Page 8 of Mirage


  “How far north?” Juan asked. With the Aral Sea shrunk to a quarter of its size, there were tens of thousands of miles of exposed seafloor between here and the Kazakh border.

  “We do not know.”

  That statement hung in the hot air for several seconds.

  “But there is someone who might,” Mina said.

  Juan cocked an eyebrow in her direction.

  “He often traveled with old Yusuf,” she explained. “He was once a fisherman on the Aral before the waters went away. Now he is just an old man, but Karl claimed that Yusuf knew the lake bed as sure as he’d once known its surface.”

  “Did you question him about where Karl had gone?”

  “Of course,” Kamsin said. “But like many of the old-timers, his directions were vague. He talked about certain islands and winds and how the earth felt. He could give us nothing concrete.”

  “And you didn’t want to go out and look for yourselves?” Juan asked, already suspecting the answer.

  “If what Karl found got him killed . . .” Kamsin replied, his voice trailing off.

  “I understand,” Juan said to both of them. Kamsin had a job, a life he would not want to jeopardize, and had probably been living in fear that his ignorance might still not keep him safe. Mina’s motivation for not investigating further was nibbling chocolate in the next room. “What about Yusuf? Would he be willing to go back?”

  Kamsin had to think for a moment. “It is possible. He didn’t volunteer when Mina and I first questioned him, but we didn’t exactly ask to be shown either.”

  “Of course,” Juan said, knowing both were embarrassed by not following through on what had gotten Karl Petrovski murdered.

  The Uzbek people had only been independent from Russia for twenty years. These two were old enough to remember what life was like under a Stalinist regime. People didn’t ask questions, didn’t make eye contact with strangers, and never made themselves noticeable to anyone else. It was the only way to stay safe. As much as Karl’s death hurt both Mina and Kamsin, they wouldn’t—couldn’t—do anything but accept the official ruling from Moscow and move on.

  “Does the term ‘eerie boat’ mean anything to either of you?” Cabrillo asked in the uncomfortable silence.
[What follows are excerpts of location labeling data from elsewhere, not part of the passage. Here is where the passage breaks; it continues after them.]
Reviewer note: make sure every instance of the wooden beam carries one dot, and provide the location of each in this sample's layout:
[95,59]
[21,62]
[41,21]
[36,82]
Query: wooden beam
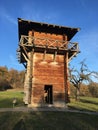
[66,82]
[44,54]
[55,53]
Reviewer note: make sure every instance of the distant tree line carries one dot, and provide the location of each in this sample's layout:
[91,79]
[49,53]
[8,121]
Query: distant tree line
[82,83]
[11,78]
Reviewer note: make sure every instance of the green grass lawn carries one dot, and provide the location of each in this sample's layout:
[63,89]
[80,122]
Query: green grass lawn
[85,104]
[47,121]
[6,98]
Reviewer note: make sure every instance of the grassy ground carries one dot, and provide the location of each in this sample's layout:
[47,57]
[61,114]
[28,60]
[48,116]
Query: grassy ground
[85,104]
[6,98]
[47,121]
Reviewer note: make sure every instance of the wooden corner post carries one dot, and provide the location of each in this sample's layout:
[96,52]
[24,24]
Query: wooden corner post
[66,82]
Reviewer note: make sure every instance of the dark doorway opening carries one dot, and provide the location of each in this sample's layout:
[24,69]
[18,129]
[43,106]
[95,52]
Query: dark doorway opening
[48,92]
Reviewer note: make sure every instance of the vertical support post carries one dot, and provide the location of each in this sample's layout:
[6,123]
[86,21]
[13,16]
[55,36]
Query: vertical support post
[55,53]
[66,82]
[28,76]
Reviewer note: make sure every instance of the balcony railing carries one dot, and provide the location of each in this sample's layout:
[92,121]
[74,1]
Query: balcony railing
[47,43]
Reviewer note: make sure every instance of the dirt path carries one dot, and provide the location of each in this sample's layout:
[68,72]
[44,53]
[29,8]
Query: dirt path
[25,109]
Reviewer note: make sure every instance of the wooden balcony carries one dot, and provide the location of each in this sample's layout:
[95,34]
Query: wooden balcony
[41,45]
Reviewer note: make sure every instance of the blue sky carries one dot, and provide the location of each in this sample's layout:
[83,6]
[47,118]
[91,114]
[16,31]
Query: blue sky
[72,13]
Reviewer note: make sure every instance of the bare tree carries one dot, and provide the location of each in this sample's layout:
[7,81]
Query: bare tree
[78,76]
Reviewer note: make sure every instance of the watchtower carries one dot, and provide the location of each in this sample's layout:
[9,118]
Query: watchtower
[45,51]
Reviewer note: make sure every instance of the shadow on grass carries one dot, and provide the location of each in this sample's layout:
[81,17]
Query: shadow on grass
[8,103]
[20,125]
[88,101]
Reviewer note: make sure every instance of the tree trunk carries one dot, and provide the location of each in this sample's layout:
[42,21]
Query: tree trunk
[77,94]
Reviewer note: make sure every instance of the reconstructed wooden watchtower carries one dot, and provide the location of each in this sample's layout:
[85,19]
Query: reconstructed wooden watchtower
[45,50]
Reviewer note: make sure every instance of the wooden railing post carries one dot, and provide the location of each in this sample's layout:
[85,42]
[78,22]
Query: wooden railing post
[66,81]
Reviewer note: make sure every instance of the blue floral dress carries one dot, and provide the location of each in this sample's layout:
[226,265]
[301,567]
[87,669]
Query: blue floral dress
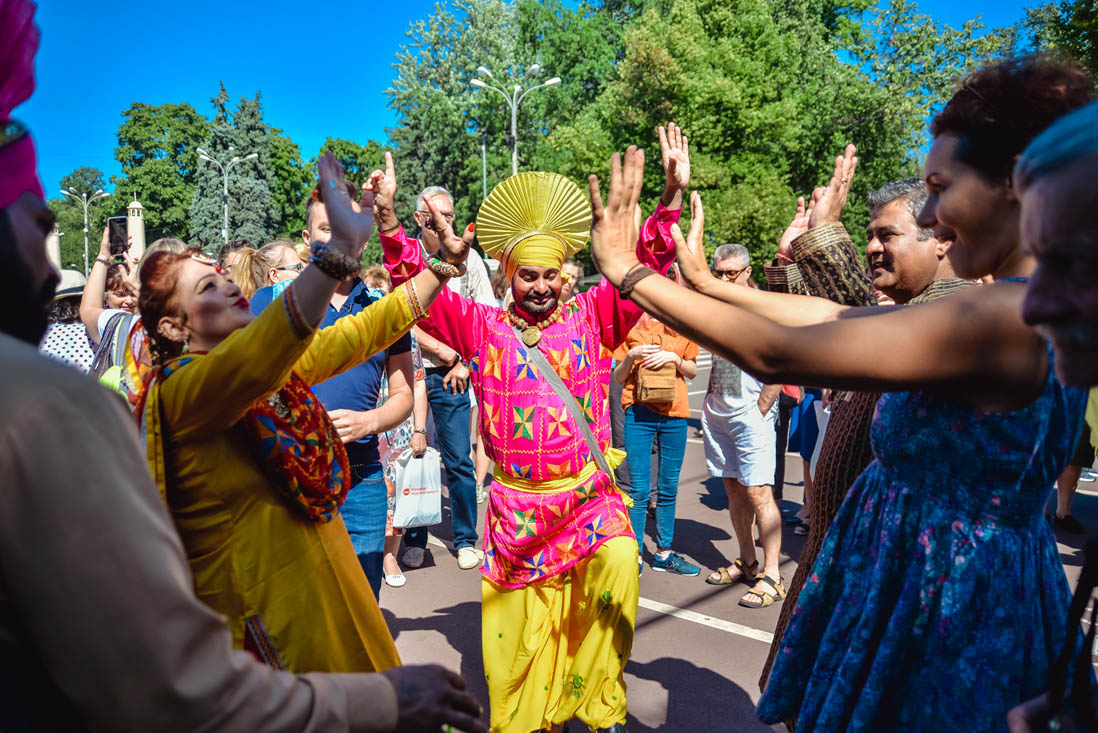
[938,600]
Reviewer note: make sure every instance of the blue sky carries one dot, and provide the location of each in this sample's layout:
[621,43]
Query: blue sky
[322,66]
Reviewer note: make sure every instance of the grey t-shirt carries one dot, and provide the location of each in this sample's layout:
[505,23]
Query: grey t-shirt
[731,390]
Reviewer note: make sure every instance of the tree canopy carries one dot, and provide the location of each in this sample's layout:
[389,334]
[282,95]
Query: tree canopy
[769,92]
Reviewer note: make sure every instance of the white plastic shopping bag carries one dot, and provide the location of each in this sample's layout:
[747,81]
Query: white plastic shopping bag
[418,487]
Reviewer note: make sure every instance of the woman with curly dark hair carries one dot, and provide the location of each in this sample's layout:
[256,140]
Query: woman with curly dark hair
[938,599]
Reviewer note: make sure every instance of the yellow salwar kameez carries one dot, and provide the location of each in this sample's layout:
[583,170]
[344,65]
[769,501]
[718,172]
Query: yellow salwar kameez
[566,660]
[273,574]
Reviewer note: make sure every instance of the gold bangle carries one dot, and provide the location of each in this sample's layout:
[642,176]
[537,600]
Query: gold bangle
[417,311]
[440,267]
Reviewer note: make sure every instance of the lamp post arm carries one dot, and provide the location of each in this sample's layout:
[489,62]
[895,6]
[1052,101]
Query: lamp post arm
[496,89]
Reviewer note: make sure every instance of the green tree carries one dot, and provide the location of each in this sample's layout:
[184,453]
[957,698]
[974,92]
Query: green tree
[70,215]
[443,120]
[768,101]
[156,150]
[206,206]
[253,213]
[358,160]
[916,61]
[436,106]
[1071,26]
[293,180]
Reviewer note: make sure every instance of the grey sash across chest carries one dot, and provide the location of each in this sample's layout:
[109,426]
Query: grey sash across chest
[535,356]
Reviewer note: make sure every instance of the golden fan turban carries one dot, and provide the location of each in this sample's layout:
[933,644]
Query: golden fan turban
[534,218]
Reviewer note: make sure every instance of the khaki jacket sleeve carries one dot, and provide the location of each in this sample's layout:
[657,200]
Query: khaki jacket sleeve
[829,266]
[351,340]
[96,575]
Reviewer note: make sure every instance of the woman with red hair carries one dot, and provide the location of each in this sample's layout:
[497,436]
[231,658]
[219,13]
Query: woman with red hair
[246,457]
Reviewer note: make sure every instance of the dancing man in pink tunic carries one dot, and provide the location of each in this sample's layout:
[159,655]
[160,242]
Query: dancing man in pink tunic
[559,585]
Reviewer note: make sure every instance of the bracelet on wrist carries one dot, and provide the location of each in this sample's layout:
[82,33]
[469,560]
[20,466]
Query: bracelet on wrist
[334,263]
[446,269]
[636,273]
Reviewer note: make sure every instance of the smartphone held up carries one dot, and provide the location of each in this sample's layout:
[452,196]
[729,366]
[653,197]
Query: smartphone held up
[116,234]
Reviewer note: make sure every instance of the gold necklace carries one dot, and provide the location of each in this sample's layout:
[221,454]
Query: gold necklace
[533,334]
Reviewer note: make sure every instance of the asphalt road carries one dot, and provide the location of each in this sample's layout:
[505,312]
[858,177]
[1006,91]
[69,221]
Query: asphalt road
[697,654]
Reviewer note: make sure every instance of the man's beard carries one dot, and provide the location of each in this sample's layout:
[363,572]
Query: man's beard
[23,307]
[538,308]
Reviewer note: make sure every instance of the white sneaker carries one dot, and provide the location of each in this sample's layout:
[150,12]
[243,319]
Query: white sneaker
[469,557]
[413,557]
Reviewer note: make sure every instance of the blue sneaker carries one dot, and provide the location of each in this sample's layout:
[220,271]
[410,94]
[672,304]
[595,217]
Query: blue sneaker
[674,563]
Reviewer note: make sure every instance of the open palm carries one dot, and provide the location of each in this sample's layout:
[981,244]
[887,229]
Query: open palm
[351,222]
[674,149]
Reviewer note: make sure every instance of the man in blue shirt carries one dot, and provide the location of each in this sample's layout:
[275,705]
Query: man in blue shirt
[351,401]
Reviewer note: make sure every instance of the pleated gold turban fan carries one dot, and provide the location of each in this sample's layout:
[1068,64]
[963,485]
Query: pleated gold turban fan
[534,218]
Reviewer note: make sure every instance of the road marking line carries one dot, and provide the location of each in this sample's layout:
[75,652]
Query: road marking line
[720,624]
[667,609]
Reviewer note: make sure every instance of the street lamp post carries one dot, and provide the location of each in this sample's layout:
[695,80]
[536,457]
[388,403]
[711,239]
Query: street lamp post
[514,99]
[224,170]
[86,201]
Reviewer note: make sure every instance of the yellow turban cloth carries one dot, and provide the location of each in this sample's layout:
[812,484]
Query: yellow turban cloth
[534,218]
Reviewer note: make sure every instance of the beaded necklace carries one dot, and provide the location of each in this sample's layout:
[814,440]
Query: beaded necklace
[533,334]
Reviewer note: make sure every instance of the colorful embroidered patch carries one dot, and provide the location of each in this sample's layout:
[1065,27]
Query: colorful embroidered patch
[524,368]
[526,523]
[524,423]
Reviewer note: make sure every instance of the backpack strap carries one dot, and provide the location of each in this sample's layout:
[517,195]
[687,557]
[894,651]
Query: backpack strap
[101,360]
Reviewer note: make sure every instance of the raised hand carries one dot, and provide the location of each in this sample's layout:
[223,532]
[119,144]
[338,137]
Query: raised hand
[674,150]
[351,222]
[797,227]
[451,248]
[382,184]
[613,232]
[692,260]
[832,198]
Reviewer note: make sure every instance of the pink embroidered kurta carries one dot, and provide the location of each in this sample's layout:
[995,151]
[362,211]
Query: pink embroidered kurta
[526,427]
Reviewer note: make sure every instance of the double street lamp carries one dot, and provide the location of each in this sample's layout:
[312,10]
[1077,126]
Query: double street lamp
[224,169]
[514,99]
[86,200]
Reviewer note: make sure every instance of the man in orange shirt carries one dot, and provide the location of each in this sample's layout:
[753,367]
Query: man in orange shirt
[651,346]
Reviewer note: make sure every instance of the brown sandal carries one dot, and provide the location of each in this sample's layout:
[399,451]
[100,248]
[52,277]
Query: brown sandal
[747,573]
[768,597]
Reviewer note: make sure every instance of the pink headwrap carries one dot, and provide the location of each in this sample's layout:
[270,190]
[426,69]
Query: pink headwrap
[19,42]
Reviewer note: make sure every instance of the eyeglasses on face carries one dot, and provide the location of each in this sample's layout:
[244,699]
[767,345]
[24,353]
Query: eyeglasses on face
[448,215]
[729,274]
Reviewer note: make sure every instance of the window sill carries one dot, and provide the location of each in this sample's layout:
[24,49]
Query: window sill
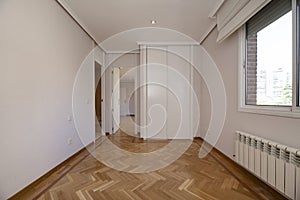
[287,112]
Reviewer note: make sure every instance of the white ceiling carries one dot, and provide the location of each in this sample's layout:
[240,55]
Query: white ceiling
[104,18]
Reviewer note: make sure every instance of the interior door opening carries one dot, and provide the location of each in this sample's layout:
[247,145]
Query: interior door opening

  The pair exchanged perplexed looks. “There are many boats out on the lake bed,” Kamsin replied. “I know none called Eerie.”

  “Karl never mentioned it to me either,” Mina added. “Is this what Karl died for?”

  “I don’t know, and it is perhaps best if you forget I asked.”

  They nodded knowingly.

  “Why don’t I take you to meet Yusuf?” Kamsin offered. “I am sorry, but he speaks only Uzbek. I would be more than happy to translate for you.”

  “You are most kind,” Juan said, getting to his feet. He pulled two more Hershey bars from his satchel and handed them to Mina Petrovski. “For your daughters. For later.”

  Wherever his investigation took him was a place she could not visit. Karl was dead. Knowing why would not bring him back. Ideology was for the others, her look said to him. I must be pragmatic.

  As soon as they were outside, Arkin grabbed Cabrillo’s arm and stared into his eyes. “Will there be justice?”

  Juan glanced back at the house, an already-empty shell, only its occupants hadn’t moved on. “For Mina?” he threw the question back at the academician.

  “For any of us?”

  “No.”

  “Then why are you here?”

  Juan took a second, which surprised him. “Because a friend died in my arms and I thought that I could at least give him justice. Is that enough?”

  “For us? Here? I guess it has to be.”

  The two remained mostly silent on the drive to find Yusuf, the only words exchanged were directions as Cabrillo steered through the empty city. The buildings seemed little more than façades and lifeless husks.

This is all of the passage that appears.